L'Angleterre – celle des manuels d'histoire – et la France sont bien deux soeurs, opposées par d'interminables rivalités, mais, paradoxalement, indissolublement liées par leur permanente confrontation. Aujourd'hui l'Angleterre, après de longues aventures dans le grand large, est de retour en Europe ; la voici à nouveau petite île. Or cette Angleterre est très précieuse pour l'Europe. Qu'il s'agisse du régime parlementaire, de la révolution industrielle ou de l'adaptation à la mondialisation, elle est comme un laboratoire, osant la première poser des questions délicates : ainsi l'État-providence doit-il et peut-il survivre à la multiplication sans précédent des flux planétaires ? L'Angleterre apporte beaucoup à l'Europe, en particulier son sens aigu des réalités géopolitiques.
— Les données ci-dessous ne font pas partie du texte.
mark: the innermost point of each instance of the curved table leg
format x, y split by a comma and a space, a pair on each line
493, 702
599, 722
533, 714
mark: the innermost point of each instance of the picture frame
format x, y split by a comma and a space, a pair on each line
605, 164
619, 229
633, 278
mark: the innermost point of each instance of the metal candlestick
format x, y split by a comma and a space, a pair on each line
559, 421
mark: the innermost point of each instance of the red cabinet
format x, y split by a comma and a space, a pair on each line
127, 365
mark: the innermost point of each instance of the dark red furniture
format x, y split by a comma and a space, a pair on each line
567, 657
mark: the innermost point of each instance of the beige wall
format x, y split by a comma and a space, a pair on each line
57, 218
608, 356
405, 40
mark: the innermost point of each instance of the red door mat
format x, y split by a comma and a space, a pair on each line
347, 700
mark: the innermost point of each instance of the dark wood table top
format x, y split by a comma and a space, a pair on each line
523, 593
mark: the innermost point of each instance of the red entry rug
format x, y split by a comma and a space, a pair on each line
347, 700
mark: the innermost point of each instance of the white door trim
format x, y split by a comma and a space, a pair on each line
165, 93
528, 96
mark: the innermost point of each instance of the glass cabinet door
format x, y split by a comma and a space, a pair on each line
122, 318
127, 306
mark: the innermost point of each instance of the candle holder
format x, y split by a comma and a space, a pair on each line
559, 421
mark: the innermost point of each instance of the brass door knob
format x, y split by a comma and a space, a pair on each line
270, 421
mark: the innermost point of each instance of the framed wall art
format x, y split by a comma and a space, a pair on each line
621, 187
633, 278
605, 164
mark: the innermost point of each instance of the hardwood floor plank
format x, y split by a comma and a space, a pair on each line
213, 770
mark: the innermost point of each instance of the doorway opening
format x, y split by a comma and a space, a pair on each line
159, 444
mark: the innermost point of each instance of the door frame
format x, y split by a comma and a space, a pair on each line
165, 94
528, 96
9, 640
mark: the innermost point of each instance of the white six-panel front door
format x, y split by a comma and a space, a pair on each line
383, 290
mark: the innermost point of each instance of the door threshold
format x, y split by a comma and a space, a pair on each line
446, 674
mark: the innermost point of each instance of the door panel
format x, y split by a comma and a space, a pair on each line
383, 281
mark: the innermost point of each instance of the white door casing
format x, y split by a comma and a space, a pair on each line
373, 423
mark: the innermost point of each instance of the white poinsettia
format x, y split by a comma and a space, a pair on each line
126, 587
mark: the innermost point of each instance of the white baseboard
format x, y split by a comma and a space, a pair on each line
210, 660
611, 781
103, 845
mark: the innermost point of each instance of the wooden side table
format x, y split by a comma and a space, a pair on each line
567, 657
Alors la France doit continuer de tout faire pour mieux insérer son partenaire d'outre-Manche dans l'édification de l'Union européenne et, à terme, asseoir un triangle Paris-Berlin-Londres.
Politique et diplomatie - God Save Britain
Chère Angleterre,
Pour un Français, il n’est pas aisé de t’aimer. Ce dont il s’agit ici, ce n’est ni du Royaume-Uni, ni de la Grande-Bretagne, mais de toi, Angleterre, cette puissance mythique des manuels d’histoire diplomatique, terre bénie de Shakespeare et de Churchill, de Margaret Thatcher et de Tony Blair.
Histoire de deux sœurs
La France et toi êtes comme deux sœurs siamoises, prenant forme en même temps en Normandie, en Anjou, en Aquitaine. Votre séparation, douloureuse, s’étale sur trois siècles, avec deux guerres dites de Cent Ans (1159-1299 puis 1337-1453). Finalement la France, en te chassant du continent, te donne ta chance. Ton avenir — immense — est sur les mers. Trois siècles plus tard, ta revanche est éclatante, lors de l’affrontement planétaire franco-anglais du XVIIIe siècle. À l’issue de la guerre de Sept Ans (1756-1763), tu triomphes. La France perd son premier empire colonial : Indes et surtout Canada, cette Amérique du Nord où se joue l’avenir du monde. La France, emprisonnée en Europe, ne sera plus vraiment à égalité avec toi. Toi, tu as compris l’importance décisive du grand large et tu en deviens la maîtresse. Dans les années 1775-1783, Louis XVI et Vergennes, lorsqu’ils soutiennent la lutte pour l’indépendance des Treize Colonies contre toi, sont conscients de se battre pour la jeune République américaine, qui, viscéralement, culturellement, est ta fille. Napoléon peut gagner des dizaines de batailles, il ne peut pas briser l’encerclement du continent par ta flotte. En 1815, tu l’emportes à nouveau, confirmant, pour la France, le désastre de 1763.